Do you ever stand in the oral care section at a store—maybe your local supermarket, maybe a general retailer or a pharmacy—and wonder why there are so many different types of toothpaste? Think about how many brands there are—and then how many different types of toothpaste there are for each brand! Crest 3DWhite, Pro-Health, Pro-Health Advanced, with Scope, Sensi, regular old Crest, Kids’ Crest… the list goes on and on.
A helpful way to think about your toothpaste choice is to think about your goals, beyond basic hygiene, when you brush. Do you want fresh breath or whiter teeth? Do your teeth hurt when you brush? Do you want to avoid a long cleaning next time you’re at the dentist? When you answer those questions, you’ll start to narrow down that overwhelming selection of toothpastes to a more manageable few.
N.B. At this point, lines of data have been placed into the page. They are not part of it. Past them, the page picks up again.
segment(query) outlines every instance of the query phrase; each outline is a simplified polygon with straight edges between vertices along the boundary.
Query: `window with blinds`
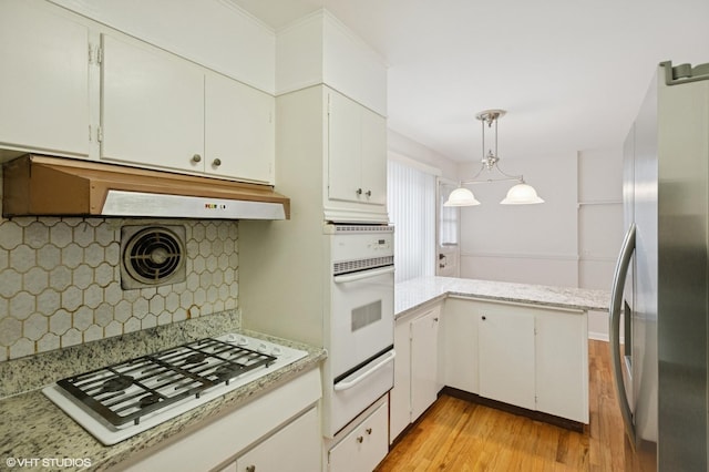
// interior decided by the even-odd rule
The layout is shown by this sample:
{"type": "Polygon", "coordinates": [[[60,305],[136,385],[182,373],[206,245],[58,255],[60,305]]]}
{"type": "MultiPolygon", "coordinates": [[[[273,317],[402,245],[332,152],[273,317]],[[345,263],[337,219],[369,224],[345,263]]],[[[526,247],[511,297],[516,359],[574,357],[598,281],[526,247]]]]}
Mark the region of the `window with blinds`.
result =
{"type": "Polygon", "coordinates": [[[394,225],[395,281],[435,273],[435,176],[388,162],[387,206],[394,225]]]}

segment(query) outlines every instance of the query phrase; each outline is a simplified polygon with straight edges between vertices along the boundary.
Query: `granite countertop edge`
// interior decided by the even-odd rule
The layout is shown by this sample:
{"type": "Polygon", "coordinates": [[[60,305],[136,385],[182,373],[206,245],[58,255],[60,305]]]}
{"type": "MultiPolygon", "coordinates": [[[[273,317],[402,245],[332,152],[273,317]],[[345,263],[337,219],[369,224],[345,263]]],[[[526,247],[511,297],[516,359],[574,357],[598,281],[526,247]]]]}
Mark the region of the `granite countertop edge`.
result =
{"type": "Polygon", "coordinates": [[[394,318],[449,296],[582,311],[608,311],[610,291],[455,277],[419,277],[394,286],[394,318]]]}
{"type": "MultiPolygon", "coordinates": [[[[229,332],[234,332],[233,330],[229,332]]],[[[73,458],[88,459],[89,466],[66,470],[109,470],[136,452],[166,444],[182,433],[207,425],[212,420],[246,406],[251,400],[285,384],[300,374],[318,368],[326,359],[321,348],[239,329],[238,332],[281,345],[302,349],[305,358],[247,383],[232,392],[158,424],[147,431],[113,445],[103,445],[54,406],[41,389],[14,394],[0,400],[0,461],[8,458],[73,458]]],[[[47,470],[27,466],[8,470],[47,470]]]]}

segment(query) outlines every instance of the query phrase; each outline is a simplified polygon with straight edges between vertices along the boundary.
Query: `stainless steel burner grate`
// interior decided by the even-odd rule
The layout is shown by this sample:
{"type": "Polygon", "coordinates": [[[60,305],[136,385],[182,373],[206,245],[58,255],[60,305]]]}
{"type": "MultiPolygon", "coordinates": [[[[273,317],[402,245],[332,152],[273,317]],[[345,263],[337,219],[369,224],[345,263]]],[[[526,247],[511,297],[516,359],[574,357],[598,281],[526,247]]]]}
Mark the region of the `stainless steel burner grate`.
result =
{"type": "Polygon", "coordinates": [[[217,339],[203,339],[56,383],[113,425],[140,419],[259,367],[276,357],[217,339]]]}

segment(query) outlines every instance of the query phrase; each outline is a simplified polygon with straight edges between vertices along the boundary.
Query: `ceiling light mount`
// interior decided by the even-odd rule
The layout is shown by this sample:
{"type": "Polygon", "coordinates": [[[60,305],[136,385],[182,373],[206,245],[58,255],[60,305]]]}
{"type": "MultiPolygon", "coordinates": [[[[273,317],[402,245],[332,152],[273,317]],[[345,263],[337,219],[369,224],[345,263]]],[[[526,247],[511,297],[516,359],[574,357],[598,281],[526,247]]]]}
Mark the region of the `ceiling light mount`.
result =
{"type": "Polygon", "coordinates": [[[502,202],[500,202],[501,204],[530,205],[535,203],[544,203],[544,201],[536,194],[534,187],[527,185],[524,182],[523,175],[510,175],[500,168],[500,156],[497,155],[497,121],[505,114],[506,112],[504,110],[494,109],[484,110],[475,115],[475,117],[482,122],[482,166],[480,167],[480,171],[477,171],[477,174],[473,176],[473,178],[471,178],[470,181],[461,182],[459,188],[451,192],[448,201],[443,204],[444,206],[480,205],[480,202],[475,198],[473,193],[470,189],[465,188],[464,185],[505,181],[517,182],[517,184],[510,188],[510,191],[507,192],[507,196],[502,202]],[[493,125],[495,126],[494,152],[493,148],[489,148],[487,151],[485,151],[485,125],[487,125],[489,129],[492,129],[493,125]],[[496,172],[501,175],[501,177],[487,175],[487,178],[479,178],[483,171],[486,171],[491,174],[496,172]]]}

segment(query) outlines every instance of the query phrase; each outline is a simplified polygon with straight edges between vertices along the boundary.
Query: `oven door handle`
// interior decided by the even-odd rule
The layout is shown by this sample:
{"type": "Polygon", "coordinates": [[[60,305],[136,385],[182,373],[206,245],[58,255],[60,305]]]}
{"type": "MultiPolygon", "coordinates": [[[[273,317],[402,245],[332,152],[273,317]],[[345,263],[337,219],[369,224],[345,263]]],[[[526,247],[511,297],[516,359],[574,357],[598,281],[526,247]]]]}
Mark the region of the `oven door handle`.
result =
{"type": "Polygon", "coordinates": [[[397,357],[397,351],[392,349],[387,352],[386,357],[381,361],[377,362],[377,365],[372,366],[370,369],[367,369],[367,371],[361,376],[357,376],[352,380],[337,382],[335,384],[335,391],[339,392],[342,390],[351,389],[352,387],[357,386],[359,382],[367,379],[371,374],[376,373],[379,369],[383,368],[386,365],[394,360],[394,357],[397,357]]]}
{"type": "Polygon", "coordinates": [[[377,277],[384,274],[391,274],[393,271],[394,271],[394,266],[387,266],[379,269],[366,270],[361,273],[343,274],[340,276],[335,276],[333,279],[336,284],[347,284],[348,281],[363,280],[366,278],[377,277]]]}

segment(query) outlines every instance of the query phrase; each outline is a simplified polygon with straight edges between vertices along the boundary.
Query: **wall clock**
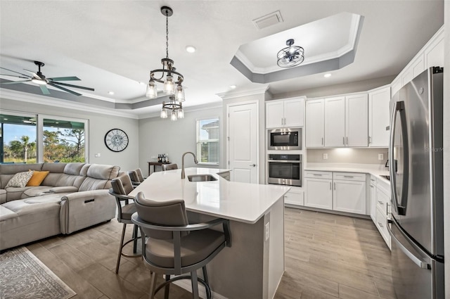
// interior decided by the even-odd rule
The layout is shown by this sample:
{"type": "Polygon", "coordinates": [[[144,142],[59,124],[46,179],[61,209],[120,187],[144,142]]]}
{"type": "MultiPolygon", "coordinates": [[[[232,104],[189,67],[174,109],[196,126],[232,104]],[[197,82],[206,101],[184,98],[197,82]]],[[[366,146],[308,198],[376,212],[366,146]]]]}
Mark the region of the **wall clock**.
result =
{"type": "Polygon", "coordinates": [[[128,135],[120,129],[110,129],[105,135],[105,144],[112,151],[122,151],[128,146],[128,135]]]}

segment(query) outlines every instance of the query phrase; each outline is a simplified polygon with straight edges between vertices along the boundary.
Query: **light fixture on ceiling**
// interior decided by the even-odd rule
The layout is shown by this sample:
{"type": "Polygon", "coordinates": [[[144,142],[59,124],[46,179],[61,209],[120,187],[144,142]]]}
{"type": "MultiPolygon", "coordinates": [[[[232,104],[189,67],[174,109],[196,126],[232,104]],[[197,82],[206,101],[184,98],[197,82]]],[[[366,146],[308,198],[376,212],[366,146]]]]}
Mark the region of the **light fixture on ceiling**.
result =
{"type": "Polygon", "coordinates": [[[167,111],[171,112],[170,120],[176,120],[179,118],[184,118],[184,111],[181,102],[176,101],[175,96],[169,96],[169,103],[162,102],[162,109],[161,109],[161,118],[167,118],[167,111]]]}
{"type": "Polygon", "coordinates": [[[163,102],[161,117],[166,118],[167,117],[166,109],[170,108],[172,110],[171,119],[176,120],[176,117],[179,117],[179,114],[181,115],[184,114],[181,107],[181,102],[184,101],[184,88],[182,86],[184,77],[176,71],[176,68],[174,68],[174,61],[169,58],[169,17],[173,15],[174,11],[170,7],[162,6],[161,7],[161,13],[166,17],[166,58],[161,59],[162,69],[153,70],[150,72],[150,81],[147,85],[146,96],[149,98],[157,98],[156,82],[162,83],[164,93],[173,96],[169,97],[169,103],[163,102]],[[157,75],[159,77],[157,77],[157,75]],[[174,76],[177,77],[176,81],[174,80],[174,76]]]}
{"type": "Polygon", "coordinates": [[[304,50],[299,46],[294,46],[294,39],[286,41],[287,47],[282,49],[276,54],[276,64],[281,68],[292,68],[302,63],[304,60],[304,50]]]}

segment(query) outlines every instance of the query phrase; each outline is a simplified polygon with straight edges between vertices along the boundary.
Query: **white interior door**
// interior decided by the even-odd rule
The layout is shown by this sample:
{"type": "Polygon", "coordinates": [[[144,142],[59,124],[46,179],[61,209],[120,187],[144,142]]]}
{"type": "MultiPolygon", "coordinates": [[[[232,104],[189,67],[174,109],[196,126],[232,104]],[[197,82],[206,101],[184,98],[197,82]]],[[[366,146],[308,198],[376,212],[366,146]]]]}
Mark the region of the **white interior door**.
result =
{"type": "Polygon", "coordinates": [[[257,105],[229,106],[229,167],[233,182],[257,184],[257,105]]]}

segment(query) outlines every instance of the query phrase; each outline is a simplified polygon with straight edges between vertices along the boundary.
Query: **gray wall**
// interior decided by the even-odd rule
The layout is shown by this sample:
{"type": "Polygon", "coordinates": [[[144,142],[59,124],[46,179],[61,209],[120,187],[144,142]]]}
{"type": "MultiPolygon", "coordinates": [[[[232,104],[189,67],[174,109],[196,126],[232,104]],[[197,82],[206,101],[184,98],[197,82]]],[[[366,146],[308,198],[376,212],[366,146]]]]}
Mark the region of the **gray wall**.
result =
{"type": "Polygon", "coordinates": [[[387,148],[309,148],[307,161],[314,163],[359,163],[385,165],[387,160],[387,148]],[[327,153],[328,158],[323,159],[327,153]],[[378,160],[378,154],[383,160],[378,160]]]}
{"type": "Polygon", "coordinates": [[[445,262],[445,298],[450,298],[450,1],[444,3],[444,234],[445,262]]]}
{"type": "Polygon", "coordinates": [[[350,94],[352,92],[367,91],[368,90],[373,89],[383,85],[390,84],[394,78],[395,76],[387,76],[369,80],[311,88],[283,94],[276,94],[274,95],[274,99],[287,98],[297,96],[317,98],[335,96],[337,94],[350,94]]]}
{"type": "Polygon", "coordinates": [[[6,98],[0,98],[0,108],[2,110],[89,120],[89,162],[90,163],[118,165],[122,170],[132,170],[138,166],[139,149],[138,120],[6,98]],[[124,130],[129,139],[129,144],[127,148],[120,153],[110,151],[105,145],[105,134],[110,129],[115,128],[124,130]],[[97,153],[101,154],[99,158],[94,157],[97,153]]]}
{"type": "MultiPolygon", "coordinates": [[[[179,168],[181,168],[183,153],[191,151],[196,153],[197,120],[209,117],[219,117],[219,128],[223,127],[221,107],[185,111],[184,118],[176,122],[170,120],[169,118],[162,119],[159,117],[139,120],[139,165],[143,174],[148,174],[147,163],[155,161],[155,159],[152,159],[152,156],[158,157],[159,153],[167,153],[169,160],[178,164],[179,168]]],[[[219,129],[221,132],[223,131],[221,129],[219,129]]],[[[221,134],[219,141],[221,148],[224,141],[221,134]]],[[[223,153],[221,152],[220,156],[223,155],[223,153]]],[[[186,167],[195,165],[191,155],[185,157],[185,165],[186,167]]],[[[217,165],[199,167],[217,168],[217,165]]],[[[223,168],[221,163],[219,167],[223,168]]]]}

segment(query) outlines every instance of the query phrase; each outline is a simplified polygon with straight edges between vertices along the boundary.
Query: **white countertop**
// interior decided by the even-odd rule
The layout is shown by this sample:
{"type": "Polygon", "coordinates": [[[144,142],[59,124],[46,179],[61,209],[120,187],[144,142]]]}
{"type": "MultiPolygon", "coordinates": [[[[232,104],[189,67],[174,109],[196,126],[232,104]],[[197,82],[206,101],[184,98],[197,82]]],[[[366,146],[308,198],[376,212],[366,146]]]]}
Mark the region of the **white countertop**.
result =
{"type": "Polygon", "coordinates": [[[368,173],[389,182],[381,175],[389,175],[389,170],[385,165],[375,164],[352,163],[307,163],[304,170],[330,171],[335,172],[368,173]]]}
{"type": "Polygon", "coordinates": [[[136,196],[143,191],[146,198],[163,201],[184,199],[186,210],[201,214],[254,224],[283,198],[289,187],[278,185],[229,182],[217,174],[226,169],[186,168],[186,179],[181,170],[153,172],[131,191],[136,196]],[[191,174],[212,174],[217,181],[192,182],[191,174]]]}

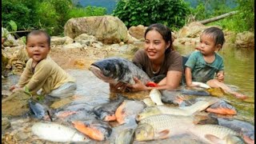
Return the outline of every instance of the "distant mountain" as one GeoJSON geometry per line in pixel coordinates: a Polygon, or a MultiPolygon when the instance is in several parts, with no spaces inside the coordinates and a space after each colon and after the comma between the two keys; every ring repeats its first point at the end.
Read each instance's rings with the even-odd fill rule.
{"type": "Polygon", "coordinates": [[[115,9],[116,3],[119,0],[73,0],[73,2],[80,4],[84,7],[88,6],[106,7],[106,13],[110,14],[115,9]]]}
{"type": "MultiPolygon", "coordinates": [[[[116,7],[116,3],[119,0],[72,0],[73,3],[75,5],[80,4],[82,6],[101,6],[101,7],[106,7],[106,13],[108,14],[112,14],[113,10],[116,7]]],[[[184,0],[185,2],[188,2],[191,7],[195,8],[198,2],[195,0],[184,0]]],[[[226,6],[234,8],[237,6],[237,4],[234,2],[235,0],[226,0],[226,6]]]]}

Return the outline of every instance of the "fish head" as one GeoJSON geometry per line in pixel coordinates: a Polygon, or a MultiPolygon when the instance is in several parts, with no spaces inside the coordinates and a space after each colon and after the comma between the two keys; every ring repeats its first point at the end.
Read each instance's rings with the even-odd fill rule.
{"type": "Polygon", "coordinates": [[[147,123],[140,124],[135,130],[136,141],[150,141],[154,138],[154,130],[151,125],[147,123]]]}
{"type": "Polygon", "coordinates": [[[123,70],[122,62],[115,58],[106,58],[92,63],[89,68],[95,76],[102,81],[114,83],[114,80],[122,76],[123,70]]]}
{"type": "Polygon", "coordinates": [[[147,117],[150,117],[151,115],[156,115],[161,114],[161,111],[159,110],[159,109],[158,107],[155,106],[152,106],[152,107],[147,107],[146,109],[144,109],[144,110],[138,114],[136,116],[136,121],[139,122],[143,118],[146,118],[147,117]]]}

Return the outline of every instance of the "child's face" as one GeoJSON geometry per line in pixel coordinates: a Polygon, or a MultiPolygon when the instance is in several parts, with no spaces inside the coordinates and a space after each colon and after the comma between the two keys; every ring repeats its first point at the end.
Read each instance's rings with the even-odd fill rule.
{"type": "Polygon", "coordinates": [[[154,30],[150,30],[146,34],[144,48],[147,56],[151,60],[163,57],[166,49],[169,46],[170,43],[166,43],[160,33],[154,30]]]}
{"type": "Polygon", "coordinates": [[[219,45],[215,45],[214,39],[209,34],[202,34],[200,36],[200,43],[198,47],[203,55],[211,55],[215,50],[219,49],[219,45]]]}
{"type": "Polygon", "coordinates": [[[34,62],[38,62],[46,58],[50,52],[50,46],[46,37],[42,34],[29,36],[26,42],[26,51],[34,62]]]}

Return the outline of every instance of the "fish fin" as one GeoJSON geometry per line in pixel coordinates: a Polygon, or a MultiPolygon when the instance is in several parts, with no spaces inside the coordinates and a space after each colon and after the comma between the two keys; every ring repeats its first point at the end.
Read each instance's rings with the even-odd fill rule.
{"type": "Polygon", "coordinates": [[[159,138],[161,139],[164,139],[164,138],[168,138],[168,134],[170,134],[170,130],[164,130],[162,131],[160,131],[158,133],[159,134],[159,138]]]}
{"type": "Polygon", "coordinates": [[[205,138],[213,143],[222,143],[222,139],[212,134],[206,134],[205,138]]]}

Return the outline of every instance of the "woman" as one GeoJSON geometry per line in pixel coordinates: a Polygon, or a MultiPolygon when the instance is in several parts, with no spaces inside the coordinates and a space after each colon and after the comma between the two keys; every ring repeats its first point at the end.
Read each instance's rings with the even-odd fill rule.
{"type": "MultiPolygon", "coordinates": [[[[150,26],[145,32],[144,50],[138,50],[133,62],[140,66],[151,78],[165,74],[158,83],[158,90],[174,90],[179,86],[182,76],[182,58],[173,49],[170,30],[162,24],[150,26]]],[[[152,90],[137,78],[134,85],[118,83],[114,89],[123,91],[126,87],[133,91],[152,90]]]]}

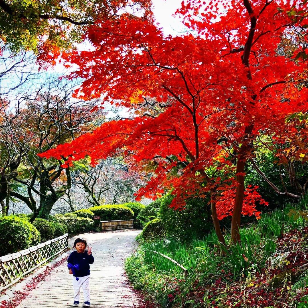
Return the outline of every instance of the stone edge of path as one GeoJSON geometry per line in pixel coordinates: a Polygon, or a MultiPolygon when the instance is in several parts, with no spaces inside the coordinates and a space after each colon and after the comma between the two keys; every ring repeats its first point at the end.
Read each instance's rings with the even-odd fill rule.
{"type": "MultiPolygon", "coordinates": [[[[69,245],[68,249],[69,249],[69,245]]],[[[38,276],[41,273],[43,273],[46,269],[47,266],[50,266],[57,263],[62,260],[63,258],[67,257],[70,252],[67,249],[66,249],[64,252],[60,253],[58,255],[56,256],[55,258],[51,262],[47,261],[47,263],[45,265],[39,267],[38,269],[34,270],[33,272],[27,275],[25,278],[22,278],[21,279],[18,281],[13,286],[10,287],[8,289],[4,290],[2,292],[4,294],[0,295],[0,304],[3,301],[8,302],[11,301],[14,299],[15,296],[14,293],[16,291],[21,292],[24,292],[24,288],[26,285],[30,283],[32,280],[35,277],[38,276]]]]}

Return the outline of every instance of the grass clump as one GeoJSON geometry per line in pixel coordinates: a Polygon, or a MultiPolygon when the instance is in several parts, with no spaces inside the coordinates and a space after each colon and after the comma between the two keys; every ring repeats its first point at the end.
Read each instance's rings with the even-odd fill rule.
{"type": "Polygon", "coordinates": [[[240,243],[224,250],[213,230],[202,239],[143,242],[127,261],[127,272],[147,299],[162,307],[305,306],[306,210],[288,205],[264,214],[241,228],[240,243]]]}

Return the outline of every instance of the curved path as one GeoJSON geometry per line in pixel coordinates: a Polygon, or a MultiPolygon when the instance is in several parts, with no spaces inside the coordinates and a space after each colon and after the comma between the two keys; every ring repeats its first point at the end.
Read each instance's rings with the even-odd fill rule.
{"type": "MultiPolygon", "coordinates": [[[[92,308],[144,307],[144,302],[124,275],[124,261],[136,248],[135,239],[140,232],[127,230],[87,233],[69,239],[69,247],[72,246],[76,238],[82,237],[92,247],[95,261],[91,265],[92,308]]],[[[66,253],[67,256],[70,252],[66,253]]],[[[72,279],[65,262],[31,291],[18,308],[72,307],[72,279]]],[[[83,299],[82,291],[80,307],[83,299]]]]}

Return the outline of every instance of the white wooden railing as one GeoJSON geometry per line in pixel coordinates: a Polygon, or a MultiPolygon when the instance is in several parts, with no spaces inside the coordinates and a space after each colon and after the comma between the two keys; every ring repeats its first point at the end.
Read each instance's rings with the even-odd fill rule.
{"type": "Polygon", "coordinates": [[[28,249],[0,257],[0,291],[67,248],[68,236],[67,233],[28,249]]]}

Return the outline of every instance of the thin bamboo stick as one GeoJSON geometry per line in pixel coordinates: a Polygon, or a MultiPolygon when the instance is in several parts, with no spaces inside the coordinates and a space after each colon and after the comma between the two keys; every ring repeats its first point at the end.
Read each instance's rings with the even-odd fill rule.
{"type": "Polygon", "coordinates": [[[184,267],[183,265],[181,264],[180,264],[178,262],[177,262],[177,261],[176,261],[175,260],[174,260],[173,259],[171,259],[171,258],[168,257],[168,256],[166,256],[165,255],[163,254],[162,253],[161,253],[160,252],[158,252],[157,251],[155,251],[155,250],[152,250],[152,251],[153,251],[153,252],[155,253],[158,253],[158,254],[160,255],[162,257],[163,257],[164,258],[165,258],[166,259],[168,259],[168,260],[170,260],[172,262],[173,262],[176,265],[177,265],[178,266],[180,266],[180,267],[184,271],[184,275],[185,277],[186,277],[188,274],[188,270],[187,269],[185,268],[184,267]]]}

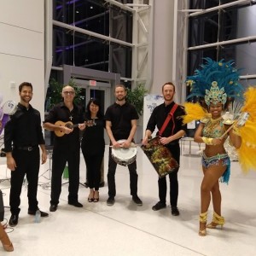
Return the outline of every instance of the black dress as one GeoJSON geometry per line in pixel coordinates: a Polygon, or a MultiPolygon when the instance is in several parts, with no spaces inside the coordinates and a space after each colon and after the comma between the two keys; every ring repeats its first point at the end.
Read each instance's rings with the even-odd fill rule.
{"type": "MultiPolygon", "coordinates": [[[[89,119],[90,120],[91,119],[89,119]]],[[[81,143],[87,169],[87,183],[90,189],[99,189],[101,166],[105,151],[103,119],[95,119],[95,125],[86,126],[81,143]]]]}

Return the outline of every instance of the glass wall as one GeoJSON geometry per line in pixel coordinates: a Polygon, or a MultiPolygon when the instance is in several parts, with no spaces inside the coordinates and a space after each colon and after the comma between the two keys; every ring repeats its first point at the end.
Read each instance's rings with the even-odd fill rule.
{"type": "MultiPolygon", "coordinates": [[[[189,1],[189,9],[206,9],[237,1],[189,1]]],[[[188,75],[202,58],[234,60],[241,75],[256,75],[256,3],[244,2],[189,18],[188,75]],[[220,44],[224,42],[224,44],[220,44]],[[226,44],[228,43],[228,44],[226,44]],[[196,47],[200,46],[200,49],[196,47]]],[[[245,82],[244,84],[254,81],[245,82]]],[[[255,83],[254,83],[255,84],[255,83]]]]}
{"type": "MultiPolygon", "coordinates": [[[[132,1],[119,1],[123,3],[132,1]]],[[[85,30],[53,27],[53,66],[63,64],[131,76],[131,48],[89,35],[132,41],[132,14],[103,0],[54,0],[53,20],[85,30]]]]}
There are a few basic types of toothpastes out there today. However, it’s important to realize that many toothpastes fit into one or more of the categories. (This is why there are more than 40 different types of Crest alone, after all.)
Fluoride toothpastes contain fluoride compounds to help prevent tooth decay. Fluoride works by strengthening, and even helping repair, tooth enamel. These toothpastes vary in the amount and type of fluoride compounds they contain and can come in a variety of flavors that appeal to both adults and children.
If you’d like your teeth to look a little whiter, whitening toothpastes can help. They’re not as effective as dedicated whitening products (like whitening strips), but they can help you maintain whitened teeth. However, keep in mind that many whitening toothpastes can be more abrasive than regular toothpastes. If you use them, give your teeth an occasional break by using less abrasive toothpastes as well!
Some people experience pain when their teeth are exposed to cold, heat, or touch—even the gentle pressure applied when brushing their teeth. If you experience this condition, called dentin hypersensitivity, you can use desensitizing toothpaste to make brushing a more pleasant (or at least not painful) activity.
Anti-plaque toothpastes help prevent plaque from accumulating around your teeth, reducing the risk of both tooth decay and gum disease. There are a variety of anti-plaque compounds out there, including Triclosan (an anti-bacterial compound) and zinc citrate (which supports your immune system).
Toothpastes for kids may or may not have fluoride in them—and that’s actually not a problem. First of all, the physical action of brushing (and flossing) loosens plaque and helps protect your teeth. Typically, toothpastes made for children have fruity flavors and lower levels of fluoride in case of swallowing.
To be honest, the most important choice you make is to brush and floss regularly. The best toothpaste for you to use is one that supports your goals for oral health, and that you will use twice a day, every day.